Aldermen, as well as the Conservation Commission, the Chestnut Hill Garden Club, and a group of residents, want the mayor to explore all options, including putting conservation restrictions on the land, purchasing all or a portion of the property, or taking the land by eminent domain if necessary, to prevent future development of what may be the largest privately owned parcel of open space left in Newton.
“We have an opportunity here to do something that will outlast us all, or we can blow it, turn our heads, and do nothing,” Alderman Victoria Danberg said after Monday’s vote.
Warren said Tuesday he agrees with the resolution, which was introduced by Alderman Lisle Baker.
“I am committed to working with the eventual owner of the property to preserve the conservation area for passive recreation,” the mayor said.
The congregation reached an agreement with Boston College to purchase the entire 24-acre parcel, including the building and parking lot and approximately 13 acres of undeveloped woods adjacent to city and state-owned land.
That undeveloped portion of the property is the primary focus of the board’s concern.
Ted Tye, managing partner at National Development, who has been working with Congregation Mishkan Tefila for the past two years on its plans to sell, said the city “was well aware” members were seeking a buyer for the property.
“The city has already reached out to Boston College,” he said. “At the right time, the discussion of open space preservation will be an easy one.”
Boston College spokesman Jack Dunn declined to comment Tuesday on the property, citing the pending vote by the congregation needed to approve the sale.
In August, however, he said the college intends to use the site for overflow parking and offices that do not need to be on the main campus, and that plans do not include building student housing or academic facilities.
Opponents of the sale worry that down the road those plans might change.
“We don’t know what will happen ten years from now,” said Danberg.
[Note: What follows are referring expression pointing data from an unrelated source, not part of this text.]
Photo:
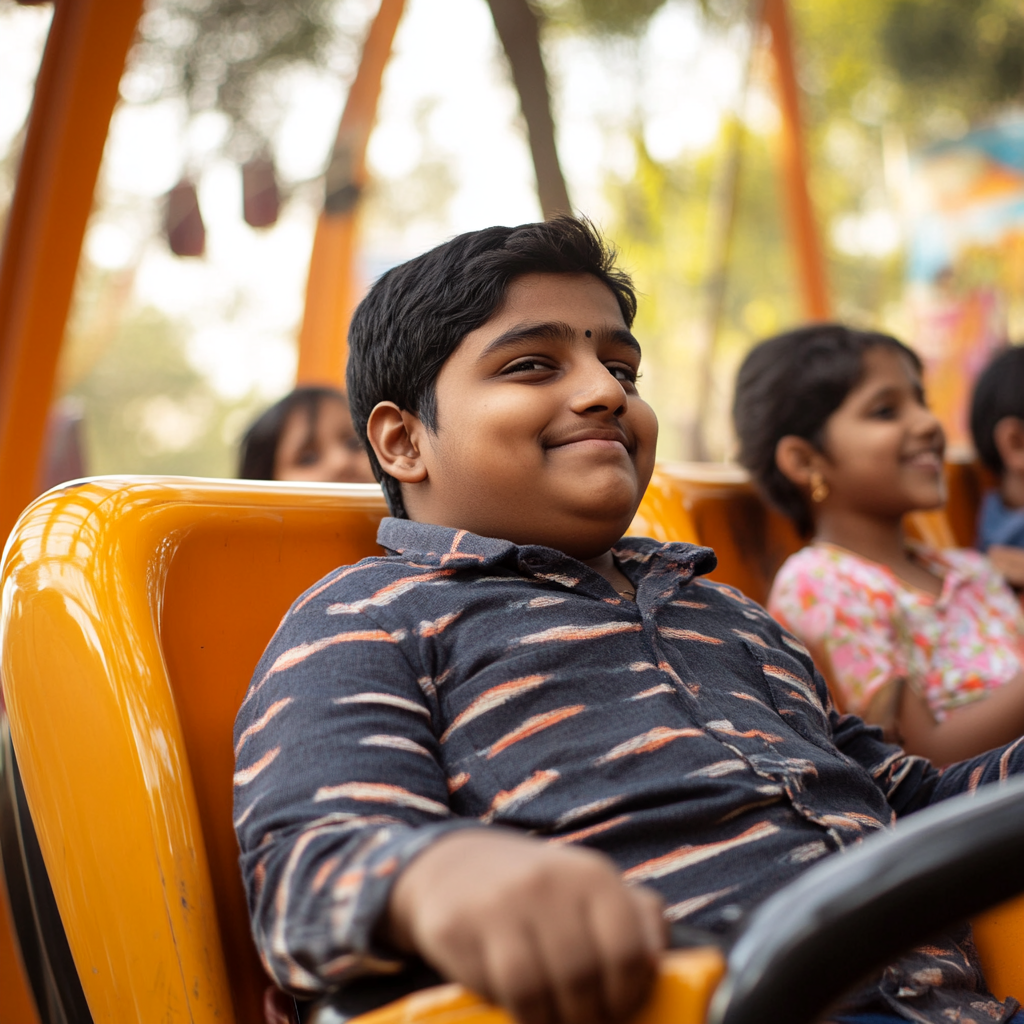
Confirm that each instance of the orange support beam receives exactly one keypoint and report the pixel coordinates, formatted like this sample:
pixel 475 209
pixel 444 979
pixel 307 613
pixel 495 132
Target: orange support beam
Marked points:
pixel 803 226
pixel 331 286
pixel 76 91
Resident Simon French, who lives walking distance from the property, said the undeveloped portion of the congregation’s land wedged in the middle of the Webster Conservation Area is used by people hiking, walking dogs, and kids exploring.
“Once you’re out there, you can’t hear the traffic at all,” he said. “There aren’t many places in Newton you can say that about.”
The open space provides diverse ecology and wildlife habitats, including a large vernal pool, according to a letter to the mayor and Board of Aldermen dated Oct. 2 from the Conservation Commission supporting the land’s preservation.
“The Conservation Commission sees this as an opportunity and an obligation to prevent a virtually irretrievable ecological disappointment,” the letter states. “It is an opportunity that should not be squandered and an obligation that should be met.”
Alderman Ted Hess-Mahan said that “there is really no dispute that this is a highly regarded and desirable property to keep in its current state.”
However, he said he wanted to make sure people understood that “this property is under agreement by two private parties.”
Built in the 1950s on land acquired from the state next to The Mall at Chestnut Hill, the once thriving Conservative synagogue has seen its congregation shrink by more than half over the years. Mishkan Tefila is looking to sell its large property and move into a smaller, more manageable location, synagogue president Paul Gershkowitz said in August.
The land was acquired by the congregation from the state with a 99-year stipulation that it could be used only for educational or religious purposes.
Tye called that restriction, which won’t expire until 2052, “very real.”
He said the temple considered several options, but because of Boston College’s standing in Newton, it was the logical partner.